Heck doesn’t have to pander to the Tea Party because he doesn’t have to worry about a serious primary challenger, analysts say, and both Heck and the Tea Party know it.

“Heck was not the darling of the conservatives ... but when he shifted over from running for governor to take on Dina Titus, he became by default the best choice,” said Eric Herzik, professor of political science at UNR. “Now, it’s like a marriage of convenience.”

“You run a conservative Republican against Joe Heck in the primary, you can give that district to the Democrats,” said David Damore, who teaches political science at UNLV.

Click to enlarge photo

Rep. Joe Heck blows a kiss to his wife in the House gallery after taking his oath on Wednesday, Jan. 5, 2011.

Heck does have to worry about Democrats, especially those at the center. While the boundaries and demographics of his congressional district for next year aren’t clear yet, he’s likely going to face a mixed field, and last time, even with the power of Republican momentum, he only eked out a victory by 1,748 votes.

“The Tea Party is a significant interest, but there are many significant interests,” Damore said. “And their power is more in who they can hurt rather than who they can help.”

In an ideal world, the Tea Party remains content to stay a relatively silent part of Heck’s base.
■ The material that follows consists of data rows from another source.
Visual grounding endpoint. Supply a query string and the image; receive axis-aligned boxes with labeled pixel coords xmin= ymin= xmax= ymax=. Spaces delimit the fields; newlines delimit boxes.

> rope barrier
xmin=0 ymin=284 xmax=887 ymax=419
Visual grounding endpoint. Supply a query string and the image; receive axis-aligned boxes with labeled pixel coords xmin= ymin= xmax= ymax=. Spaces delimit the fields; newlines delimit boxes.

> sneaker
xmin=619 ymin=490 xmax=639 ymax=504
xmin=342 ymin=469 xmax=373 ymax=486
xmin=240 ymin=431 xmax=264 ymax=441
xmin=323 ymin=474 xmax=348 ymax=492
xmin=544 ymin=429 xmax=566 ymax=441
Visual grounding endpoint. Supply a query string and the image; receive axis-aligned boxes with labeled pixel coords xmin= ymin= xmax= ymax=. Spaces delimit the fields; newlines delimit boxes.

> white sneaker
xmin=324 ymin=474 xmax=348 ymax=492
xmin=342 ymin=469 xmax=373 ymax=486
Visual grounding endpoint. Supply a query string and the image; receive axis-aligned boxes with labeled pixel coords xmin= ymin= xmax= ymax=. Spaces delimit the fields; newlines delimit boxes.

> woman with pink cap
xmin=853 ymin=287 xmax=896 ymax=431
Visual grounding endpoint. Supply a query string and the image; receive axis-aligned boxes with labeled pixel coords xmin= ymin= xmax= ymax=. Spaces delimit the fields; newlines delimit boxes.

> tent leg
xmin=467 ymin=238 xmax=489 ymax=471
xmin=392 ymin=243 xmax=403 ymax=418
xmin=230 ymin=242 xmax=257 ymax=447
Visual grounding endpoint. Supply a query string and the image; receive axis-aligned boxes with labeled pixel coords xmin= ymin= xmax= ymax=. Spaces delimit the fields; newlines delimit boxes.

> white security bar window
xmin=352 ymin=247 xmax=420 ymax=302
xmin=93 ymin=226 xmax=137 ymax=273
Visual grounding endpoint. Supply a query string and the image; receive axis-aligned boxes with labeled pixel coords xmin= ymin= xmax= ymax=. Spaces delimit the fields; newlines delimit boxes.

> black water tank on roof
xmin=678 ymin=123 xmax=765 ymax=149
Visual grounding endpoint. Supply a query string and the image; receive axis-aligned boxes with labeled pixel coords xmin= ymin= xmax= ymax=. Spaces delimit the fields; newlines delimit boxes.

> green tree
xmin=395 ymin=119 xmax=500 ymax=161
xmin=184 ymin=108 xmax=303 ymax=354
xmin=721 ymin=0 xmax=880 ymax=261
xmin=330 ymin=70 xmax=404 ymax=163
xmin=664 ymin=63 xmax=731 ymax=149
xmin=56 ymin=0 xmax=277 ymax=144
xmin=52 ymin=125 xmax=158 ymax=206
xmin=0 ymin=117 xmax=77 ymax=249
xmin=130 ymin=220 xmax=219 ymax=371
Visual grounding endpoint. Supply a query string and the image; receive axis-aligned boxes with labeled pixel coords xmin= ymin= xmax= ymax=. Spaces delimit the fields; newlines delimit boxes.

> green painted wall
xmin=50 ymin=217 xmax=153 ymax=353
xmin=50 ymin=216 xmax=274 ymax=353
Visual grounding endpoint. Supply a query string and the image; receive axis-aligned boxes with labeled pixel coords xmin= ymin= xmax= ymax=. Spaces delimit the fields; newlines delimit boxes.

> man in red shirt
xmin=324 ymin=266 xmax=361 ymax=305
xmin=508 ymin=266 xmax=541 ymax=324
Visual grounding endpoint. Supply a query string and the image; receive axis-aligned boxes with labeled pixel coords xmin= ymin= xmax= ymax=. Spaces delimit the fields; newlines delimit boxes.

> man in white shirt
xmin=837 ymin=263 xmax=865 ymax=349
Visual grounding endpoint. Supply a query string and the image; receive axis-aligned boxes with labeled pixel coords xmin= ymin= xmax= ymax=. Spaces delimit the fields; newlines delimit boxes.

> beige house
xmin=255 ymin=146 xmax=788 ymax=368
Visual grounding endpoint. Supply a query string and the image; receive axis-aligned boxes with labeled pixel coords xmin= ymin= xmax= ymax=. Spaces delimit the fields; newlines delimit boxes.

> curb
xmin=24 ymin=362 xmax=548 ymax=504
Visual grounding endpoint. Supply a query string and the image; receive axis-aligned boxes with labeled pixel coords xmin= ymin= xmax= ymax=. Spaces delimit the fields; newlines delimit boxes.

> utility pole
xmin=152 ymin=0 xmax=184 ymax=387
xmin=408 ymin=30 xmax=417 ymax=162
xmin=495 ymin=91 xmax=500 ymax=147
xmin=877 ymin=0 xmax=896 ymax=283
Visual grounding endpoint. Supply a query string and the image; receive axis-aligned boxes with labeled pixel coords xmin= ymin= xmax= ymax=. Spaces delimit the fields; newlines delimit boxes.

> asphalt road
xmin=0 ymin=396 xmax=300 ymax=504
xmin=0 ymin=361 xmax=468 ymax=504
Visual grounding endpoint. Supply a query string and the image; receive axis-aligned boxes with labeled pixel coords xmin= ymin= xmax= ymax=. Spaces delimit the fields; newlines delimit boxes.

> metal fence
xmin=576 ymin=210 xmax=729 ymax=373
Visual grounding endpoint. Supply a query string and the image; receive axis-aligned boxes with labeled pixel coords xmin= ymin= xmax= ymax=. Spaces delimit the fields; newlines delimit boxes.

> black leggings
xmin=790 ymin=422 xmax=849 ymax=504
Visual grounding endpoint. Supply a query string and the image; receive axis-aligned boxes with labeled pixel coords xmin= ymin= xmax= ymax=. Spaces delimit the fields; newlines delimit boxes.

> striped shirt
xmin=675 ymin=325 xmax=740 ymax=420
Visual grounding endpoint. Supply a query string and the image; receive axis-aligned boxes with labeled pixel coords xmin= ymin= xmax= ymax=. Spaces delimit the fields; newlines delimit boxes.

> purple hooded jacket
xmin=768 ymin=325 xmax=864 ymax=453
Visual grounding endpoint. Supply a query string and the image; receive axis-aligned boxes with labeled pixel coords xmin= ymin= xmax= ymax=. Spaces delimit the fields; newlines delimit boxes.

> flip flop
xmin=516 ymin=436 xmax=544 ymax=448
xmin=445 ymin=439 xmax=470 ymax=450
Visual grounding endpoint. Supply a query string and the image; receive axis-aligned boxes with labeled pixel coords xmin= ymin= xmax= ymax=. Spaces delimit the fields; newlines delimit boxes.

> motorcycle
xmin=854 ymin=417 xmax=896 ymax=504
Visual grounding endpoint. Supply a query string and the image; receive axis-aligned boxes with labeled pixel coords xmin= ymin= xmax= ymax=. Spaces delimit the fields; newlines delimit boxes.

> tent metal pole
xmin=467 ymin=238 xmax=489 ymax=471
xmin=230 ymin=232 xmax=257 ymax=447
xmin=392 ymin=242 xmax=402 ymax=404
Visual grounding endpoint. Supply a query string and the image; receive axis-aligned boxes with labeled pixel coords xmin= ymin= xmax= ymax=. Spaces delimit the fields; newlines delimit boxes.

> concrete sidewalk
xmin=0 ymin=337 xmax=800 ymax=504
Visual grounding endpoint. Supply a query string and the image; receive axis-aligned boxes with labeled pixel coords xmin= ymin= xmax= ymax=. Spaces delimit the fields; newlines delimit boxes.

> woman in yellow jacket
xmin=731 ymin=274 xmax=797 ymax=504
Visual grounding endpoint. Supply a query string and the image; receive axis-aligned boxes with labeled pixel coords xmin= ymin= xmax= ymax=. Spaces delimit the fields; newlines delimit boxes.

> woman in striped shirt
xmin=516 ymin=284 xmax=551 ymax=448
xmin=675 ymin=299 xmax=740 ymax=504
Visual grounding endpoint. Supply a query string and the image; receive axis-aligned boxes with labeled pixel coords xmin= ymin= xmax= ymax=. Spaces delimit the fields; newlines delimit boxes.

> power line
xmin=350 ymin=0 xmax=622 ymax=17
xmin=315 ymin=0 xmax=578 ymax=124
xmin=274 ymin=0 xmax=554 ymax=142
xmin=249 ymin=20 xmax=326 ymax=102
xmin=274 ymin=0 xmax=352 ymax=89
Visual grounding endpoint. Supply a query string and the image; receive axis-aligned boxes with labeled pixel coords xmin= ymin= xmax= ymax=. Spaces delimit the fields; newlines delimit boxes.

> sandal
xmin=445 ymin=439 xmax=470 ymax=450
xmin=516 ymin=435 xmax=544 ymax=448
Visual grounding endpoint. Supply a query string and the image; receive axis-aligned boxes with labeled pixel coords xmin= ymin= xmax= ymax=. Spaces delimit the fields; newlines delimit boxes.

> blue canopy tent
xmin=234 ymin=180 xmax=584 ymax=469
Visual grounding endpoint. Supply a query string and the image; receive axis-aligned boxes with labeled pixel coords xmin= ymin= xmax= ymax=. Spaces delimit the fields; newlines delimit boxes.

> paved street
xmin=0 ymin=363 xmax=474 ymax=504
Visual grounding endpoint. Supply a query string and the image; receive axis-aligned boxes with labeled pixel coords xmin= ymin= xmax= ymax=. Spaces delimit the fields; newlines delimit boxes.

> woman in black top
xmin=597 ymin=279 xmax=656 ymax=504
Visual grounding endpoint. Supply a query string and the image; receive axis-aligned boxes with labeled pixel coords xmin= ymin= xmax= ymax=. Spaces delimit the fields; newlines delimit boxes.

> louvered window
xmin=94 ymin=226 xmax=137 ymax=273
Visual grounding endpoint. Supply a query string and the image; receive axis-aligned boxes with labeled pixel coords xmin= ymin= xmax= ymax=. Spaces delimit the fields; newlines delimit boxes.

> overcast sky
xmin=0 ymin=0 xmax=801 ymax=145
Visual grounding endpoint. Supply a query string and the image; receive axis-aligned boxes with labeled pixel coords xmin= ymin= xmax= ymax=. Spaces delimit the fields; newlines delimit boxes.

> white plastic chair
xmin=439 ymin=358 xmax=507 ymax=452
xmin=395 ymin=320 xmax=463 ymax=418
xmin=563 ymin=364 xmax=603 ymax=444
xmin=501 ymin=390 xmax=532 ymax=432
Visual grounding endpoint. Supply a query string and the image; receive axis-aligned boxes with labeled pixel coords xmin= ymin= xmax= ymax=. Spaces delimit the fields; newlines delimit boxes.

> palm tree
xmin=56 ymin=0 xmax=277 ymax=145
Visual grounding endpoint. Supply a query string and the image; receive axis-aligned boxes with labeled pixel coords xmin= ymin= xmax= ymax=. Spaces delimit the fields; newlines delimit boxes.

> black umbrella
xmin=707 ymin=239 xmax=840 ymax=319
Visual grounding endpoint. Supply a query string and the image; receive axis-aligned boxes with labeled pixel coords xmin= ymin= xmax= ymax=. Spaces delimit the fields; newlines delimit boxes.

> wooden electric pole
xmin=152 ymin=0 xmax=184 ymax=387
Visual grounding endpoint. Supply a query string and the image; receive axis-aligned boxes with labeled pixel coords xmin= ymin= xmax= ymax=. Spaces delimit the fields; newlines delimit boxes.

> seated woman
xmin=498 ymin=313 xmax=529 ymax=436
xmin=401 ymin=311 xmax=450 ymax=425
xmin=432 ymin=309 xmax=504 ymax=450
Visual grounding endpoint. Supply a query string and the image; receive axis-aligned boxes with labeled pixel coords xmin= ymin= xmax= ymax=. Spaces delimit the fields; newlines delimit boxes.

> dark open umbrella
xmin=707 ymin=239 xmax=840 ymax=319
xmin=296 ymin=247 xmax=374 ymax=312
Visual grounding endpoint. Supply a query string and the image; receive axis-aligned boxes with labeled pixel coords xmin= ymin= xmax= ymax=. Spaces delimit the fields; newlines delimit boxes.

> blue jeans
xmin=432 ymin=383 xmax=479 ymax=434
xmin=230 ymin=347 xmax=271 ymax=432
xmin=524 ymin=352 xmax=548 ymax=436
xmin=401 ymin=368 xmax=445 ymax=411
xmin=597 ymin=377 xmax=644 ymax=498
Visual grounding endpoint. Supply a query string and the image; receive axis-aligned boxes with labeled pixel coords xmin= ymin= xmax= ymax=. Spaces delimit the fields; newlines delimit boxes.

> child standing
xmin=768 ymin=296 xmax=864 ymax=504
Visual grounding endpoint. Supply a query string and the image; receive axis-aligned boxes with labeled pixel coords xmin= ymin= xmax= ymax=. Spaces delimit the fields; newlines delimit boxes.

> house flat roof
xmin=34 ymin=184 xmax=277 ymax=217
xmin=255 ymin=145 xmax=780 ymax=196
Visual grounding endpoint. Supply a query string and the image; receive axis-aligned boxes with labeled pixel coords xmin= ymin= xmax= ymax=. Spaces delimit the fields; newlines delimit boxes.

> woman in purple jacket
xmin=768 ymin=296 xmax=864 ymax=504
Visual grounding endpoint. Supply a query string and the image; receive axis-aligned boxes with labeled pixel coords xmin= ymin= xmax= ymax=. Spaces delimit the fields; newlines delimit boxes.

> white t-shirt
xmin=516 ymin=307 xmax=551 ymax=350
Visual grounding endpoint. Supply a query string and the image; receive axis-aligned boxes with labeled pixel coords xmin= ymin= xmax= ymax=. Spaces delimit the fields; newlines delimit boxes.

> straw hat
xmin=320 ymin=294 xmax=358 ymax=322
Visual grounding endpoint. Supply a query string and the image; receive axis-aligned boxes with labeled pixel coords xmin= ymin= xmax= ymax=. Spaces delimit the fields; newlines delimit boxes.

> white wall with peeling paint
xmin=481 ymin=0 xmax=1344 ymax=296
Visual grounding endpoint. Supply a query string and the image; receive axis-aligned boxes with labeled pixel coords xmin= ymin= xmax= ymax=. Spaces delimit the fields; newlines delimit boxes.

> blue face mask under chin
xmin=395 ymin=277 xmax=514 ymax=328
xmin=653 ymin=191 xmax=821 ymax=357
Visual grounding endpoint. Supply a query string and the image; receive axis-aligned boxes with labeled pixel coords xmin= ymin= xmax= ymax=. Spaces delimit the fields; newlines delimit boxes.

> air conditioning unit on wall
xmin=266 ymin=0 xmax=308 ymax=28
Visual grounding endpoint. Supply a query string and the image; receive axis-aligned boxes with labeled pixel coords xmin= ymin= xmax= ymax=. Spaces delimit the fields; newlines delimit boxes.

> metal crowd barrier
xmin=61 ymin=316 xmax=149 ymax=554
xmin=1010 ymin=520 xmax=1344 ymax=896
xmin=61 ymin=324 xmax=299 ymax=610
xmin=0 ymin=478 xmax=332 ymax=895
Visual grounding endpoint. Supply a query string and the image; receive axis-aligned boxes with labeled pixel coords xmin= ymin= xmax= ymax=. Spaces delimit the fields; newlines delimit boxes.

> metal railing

But before he can count on the terms of that marriage, Heck and the Tea Party’s union will be tested — but likely only by a policy juggernaut so big it commands the Tea Party’s attention.

They’re with him on Ryan’s fiscal 2012 budget and health care. They accepted his votes on the budget for fiscal 2011. So the likeliest test of their staying power is the upcoming vote to raise the debt ceiling — a vote that’s already begun to inspire Tea Party ire. Heck said his decision, which he hasn’t announced yet, will be heavily influenced by how much the government is able to reduce spending — but he may ultimately feel he needs to take it to keep the government humming.

At that point, if Heck isn’t willing to bend, Damore said, the Tea Party may break away.

“If the Tea Party leaves him alone, but votes for him, that’s what he needs,” Damore said. “He needs a unified Republican Party, Tea Party and otherwise. If the Tea Party went after him, he’d be dead. Because he wouldn’t have a Republican base.”